In March our Centering Prayer group started meeting over Zoom. We would have our meeting and discussion and then all sign off before our time of prayer. It just seemed odd to me to sit in silence with others online. One reason we meet together in person as a group is because there is sometimes an almost palpable energy and depth of presence praying together with others that is not the same as when we’re by ourselves at home. But it was still good to see one another and talk over Zoom. Last summer there was a Centering Prayer retreat that was completely virtual. I did not attend, but the group that did attend stayed online with one another during the time of prayer. The members of our group all reported their awareness of a similar added depth and presence during the prayer time when they stayed with one another online during the prayer sits. So, at the end of our meeting, our local group started praying together remaining online. I discovered they were correct about an added depth and presence when our prayer time was truly corporate, even online. We might have called it virtual but the Holy Spirit transcends what we call virtual and makes it just as real as when we meet together. I admit the ‘doubting Thomas’ in me might not have believed if I had not seen it with my own spiritual eyes. Even in a “virtual” world of gathering, Matthew 18:20 rings true, “For where two or three are gathered in my name, there I am with them.”

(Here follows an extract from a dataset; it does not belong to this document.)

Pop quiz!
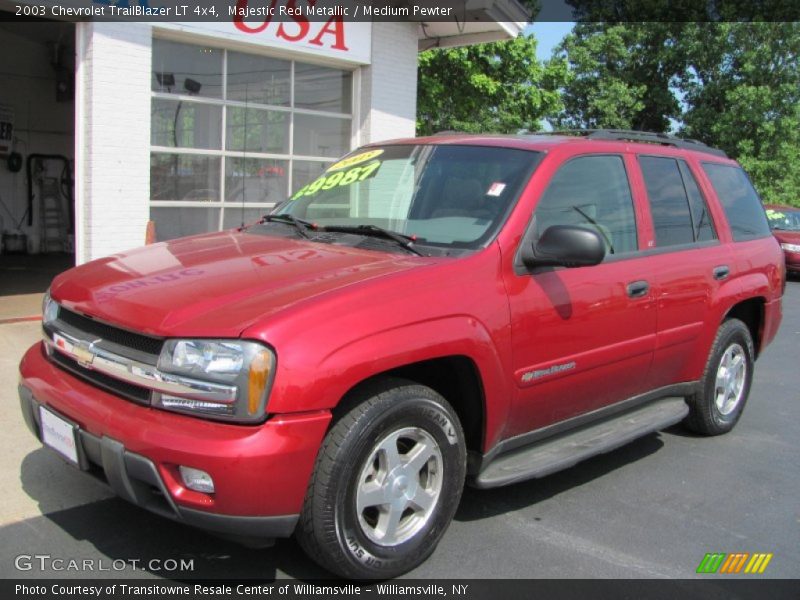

When we truly gather together for worship or prayer, even if we’re not physically beside each other, Jesus is there, especially when we are there all at the same time online participating. Worship is not a spectator sport, rather it is corporate, shared.
Over the next few weeks we will be trying to integrate more parts of our normal liturgy including group prayers, music we can sing at the same time with Terri playing the piano and one of our folks singing the hymn or chorus. We’ll have corporate confessions of sin we can all read/pray together at the same time. We’re even going to try responsive Calls to Worship and readings of the Psalms. Even though we’ll not all read together at the same pace and won’t hear everyone else, I highly encourage you to participate in your part of our corporate liturgy. Maybe it will feel a little hokey at first, as it did to me sitting in silence with 8 other people praying online, but I ask you to be open to what the Holy Spirit will do to tie us together. If it feels weird to you, then I will be right there with you feeling the same thing. But feeling weird is a common way the Holy Spirit tends to get under our skin to notice its Presence. And remember, worship is not a spectator sport. We’re all in this together with the one that connects us, the Spirit of God.